Why do we travel? To see the beauty of places we’ve never seen with our own eyes, to taste the deliciousness of exotic food made in foreign places, to experience and learn from cultures other than our own, to do our favourite sports in new, maybe better locations, or simply to explore; to fulfill our imagination’s deepest dreams and desires; to experience; and to create memories.
But what happens when you get to your destination and you somehow feel a little, well, disappointed? The landscape isn’t what you thought it might be, the food isn’t great, the people not that friendly, or the experience just didn’t work out as planned?
Some might say we need to let go of expectation, to experience a place for what it is and to see the beauty in everywhere you go, no matter what.
After spending the last few weeks hopping around from place to place during my summer vacation, more than once, I experienced that feeling of, well, mild disappointment.
In July I arrived in California by air. It looked like a desert from the plane (and it is one). There was little green to be seen from the plane, the mountains looked brown (and sadly dry from long-term drought) and smaller than I expected.
In August, I arrived on the Olympic Peninsula in Washington state, the long sandy beaches with their rising sea stacks were breathtaking, but the road to get there seemed a little, well, flat.
Did I enjoy and have fun in San Diego? Absolutely. Did I have a great surf vacation in Washington? For sure.

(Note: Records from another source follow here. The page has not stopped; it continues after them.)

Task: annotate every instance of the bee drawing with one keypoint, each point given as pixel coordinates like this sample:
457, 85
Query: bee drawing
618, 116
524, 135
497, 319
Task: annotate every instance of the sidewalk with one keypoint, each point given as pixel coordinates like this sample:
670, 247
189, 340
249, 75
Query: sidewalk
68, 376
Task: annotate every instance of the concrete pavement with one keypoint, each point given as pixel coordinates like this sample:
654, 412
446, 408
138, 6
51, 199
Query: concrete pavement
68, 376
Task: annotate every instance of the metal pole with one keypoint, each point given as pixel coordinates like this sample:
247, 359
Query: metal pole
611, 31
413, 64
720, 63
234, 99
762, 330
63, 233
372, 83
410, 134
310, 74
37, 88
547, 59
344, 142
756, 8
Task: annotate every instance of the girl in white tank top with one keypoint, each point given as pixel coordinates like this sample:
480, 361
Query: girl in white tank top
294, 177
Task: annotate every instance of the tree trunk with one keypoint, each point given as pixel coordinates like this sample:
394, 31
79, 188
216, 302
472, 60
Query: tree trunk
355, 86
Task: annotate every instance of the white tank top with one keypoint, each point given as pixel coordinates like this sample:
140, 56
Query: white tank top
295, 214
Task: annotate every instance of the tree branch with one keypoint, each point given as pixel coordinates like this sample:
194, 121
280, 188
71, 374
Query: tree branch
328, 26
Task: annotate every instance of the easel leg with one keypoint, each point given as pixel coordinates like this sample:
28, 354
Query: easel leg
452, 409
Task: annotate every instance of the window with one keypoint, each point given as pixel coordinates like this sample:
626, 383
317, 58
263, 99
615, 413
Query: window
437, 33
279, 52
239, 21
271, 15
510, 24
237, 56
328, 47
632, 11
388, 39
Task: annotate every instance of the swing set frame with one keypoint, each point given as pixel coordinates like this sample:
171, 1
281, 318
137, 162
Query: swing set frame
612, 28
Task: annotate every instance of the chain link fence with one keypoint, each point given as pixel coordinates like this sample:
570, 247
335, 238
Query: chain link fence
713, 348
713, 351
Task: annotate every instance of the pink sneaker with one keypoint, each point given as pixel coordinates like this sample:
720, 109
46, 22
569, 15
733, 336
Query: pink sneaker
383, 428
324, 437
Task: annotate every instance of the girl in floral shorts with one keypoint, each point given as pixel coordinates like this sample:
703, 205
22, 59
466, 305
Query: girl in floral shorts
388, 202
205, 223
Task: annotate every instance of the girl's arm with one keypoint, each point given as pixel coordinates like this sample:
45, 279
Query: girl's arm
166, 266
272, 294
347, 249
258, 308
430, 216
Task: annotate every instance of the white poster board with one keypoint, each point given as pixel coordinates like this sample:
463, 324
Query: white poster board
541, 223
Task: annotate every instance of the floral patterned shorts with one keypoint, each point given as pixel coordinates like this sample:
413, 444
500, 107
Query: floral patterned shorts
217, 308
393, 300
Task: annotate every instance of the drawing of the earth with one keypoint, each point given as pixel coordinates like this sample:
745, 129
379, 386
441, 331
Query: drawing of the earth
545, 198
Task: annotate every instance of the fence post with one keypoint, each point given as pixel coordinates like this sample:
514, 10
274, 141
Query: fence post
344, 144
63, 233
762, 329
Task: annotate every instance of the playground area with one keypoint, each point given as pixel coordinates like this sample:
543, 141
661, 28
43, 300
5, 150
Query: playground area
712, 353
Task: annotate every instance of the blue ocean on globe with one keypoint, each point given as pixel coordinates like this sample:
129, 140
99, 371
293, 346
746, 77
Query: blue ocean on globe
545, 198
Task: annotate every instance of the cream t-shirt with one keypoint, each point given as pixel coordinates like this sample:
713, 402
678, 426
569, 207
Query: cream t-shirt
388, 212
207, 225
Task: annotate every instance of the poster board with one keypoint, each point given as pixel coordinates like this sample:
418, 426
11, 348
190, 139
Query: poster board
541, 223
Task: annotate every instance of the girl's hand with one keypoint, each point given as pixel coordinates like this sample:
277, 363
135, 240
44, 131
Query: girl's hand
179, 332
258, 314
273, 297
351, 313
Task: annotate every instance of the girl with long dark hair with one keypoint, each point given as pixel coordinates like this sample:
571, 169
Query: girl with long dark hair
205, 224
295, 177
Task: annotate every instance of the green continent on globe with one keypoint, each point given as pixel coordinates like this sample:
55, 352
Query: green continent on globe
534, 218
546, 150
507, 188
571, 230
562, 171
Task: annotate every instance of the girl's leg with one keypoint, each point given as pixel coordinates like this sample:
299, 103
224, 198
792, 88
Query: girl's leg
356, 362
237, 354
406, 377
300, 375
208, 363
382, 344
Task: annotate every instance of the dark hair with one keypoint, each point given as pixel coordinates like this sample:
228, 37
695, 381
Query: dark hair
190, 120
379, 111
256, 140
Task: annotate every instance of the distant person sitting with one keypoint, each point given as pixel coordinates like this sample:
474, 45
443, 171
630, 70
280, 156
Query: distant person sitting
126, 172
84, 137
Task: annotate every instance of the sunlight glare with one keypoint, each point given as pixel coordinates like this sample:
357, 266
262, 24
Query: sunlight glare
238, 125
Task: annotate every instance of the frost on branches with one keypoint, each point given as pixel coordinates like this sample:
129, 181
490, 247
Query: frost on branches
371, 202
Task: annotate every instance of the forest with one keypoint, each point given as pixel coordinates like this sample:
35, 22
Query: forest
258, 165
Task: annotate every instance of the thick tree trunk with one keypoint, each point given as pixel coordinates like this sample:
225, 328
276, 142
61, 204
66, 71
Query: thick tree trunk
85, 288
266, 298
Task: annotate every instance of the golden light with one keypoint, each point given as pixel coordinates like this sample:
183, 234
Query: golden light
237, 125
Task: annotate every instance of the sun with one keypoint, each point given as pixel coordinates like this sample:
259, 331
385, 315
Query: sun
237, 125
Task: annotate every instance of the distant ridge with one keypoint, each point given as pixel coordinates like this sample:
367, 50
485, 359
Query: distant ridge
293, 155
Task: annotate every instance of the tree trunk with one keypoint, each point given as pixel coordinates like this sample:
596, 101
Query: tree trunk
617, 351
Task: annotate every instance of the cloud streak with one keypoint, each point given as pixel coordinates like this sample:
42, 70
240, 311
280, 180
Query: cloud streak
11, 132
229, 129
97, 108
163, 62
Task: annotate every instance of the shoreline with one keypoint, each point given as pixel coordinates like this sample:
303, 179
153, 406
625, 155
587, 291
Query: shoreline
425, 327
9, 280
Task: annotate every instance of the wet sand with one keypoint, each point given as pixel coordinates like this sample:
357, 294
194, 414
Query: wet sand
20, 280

But what struck me was that the problem is not those places, they are beautiful in their own ways; the problem is the fact that I live in beautiful British Columbia.
Perhaps it is not so much a problem as it is a blessing; I live in North Vancouver where I paddle by spring and summer in Deep Cove; the mountains rise majestically from the deepest and southern-most fjord of North America.
I hike and bike regularly in the temperate rainforest of the North Shore mountains and the Sea to Sky area. I ski by winter in the coastal mountain range around Whistler and I spend long weekends exploring the Sunshine Coast, Tofino and the Okanagan throughout the year. And yet, there is still so much to see and do in BC. My list of places to visit in this province isn’t getting shorter. As the saying goes, the problem isn’t a lack of things to do, but rather finding the time to do it all.
I know I am not the only one who feels this way. As one my girlfriends said to me,
“This is the problem when you live in vacationland.”
In short, I feel so fortunate to live in North Vancouver, such a beautiful part of Canada and the world.
Am I glad we vacationed on the Olympic peninsula this summer? For sure. We will probably go back to some of those surf breaks, and I still plan to drive down the coast to California from Vancouver one day. I know there is so much more to see.
Maybe the ‘trick’ is to adjust expectations, or to find beauty in the places you go and not compare them to where you come from. Or perhaps the truth is that the beauty and the destination you seek is not in some faraway land, but rather it is in you and where you come from. Sometimes, there is no place like home.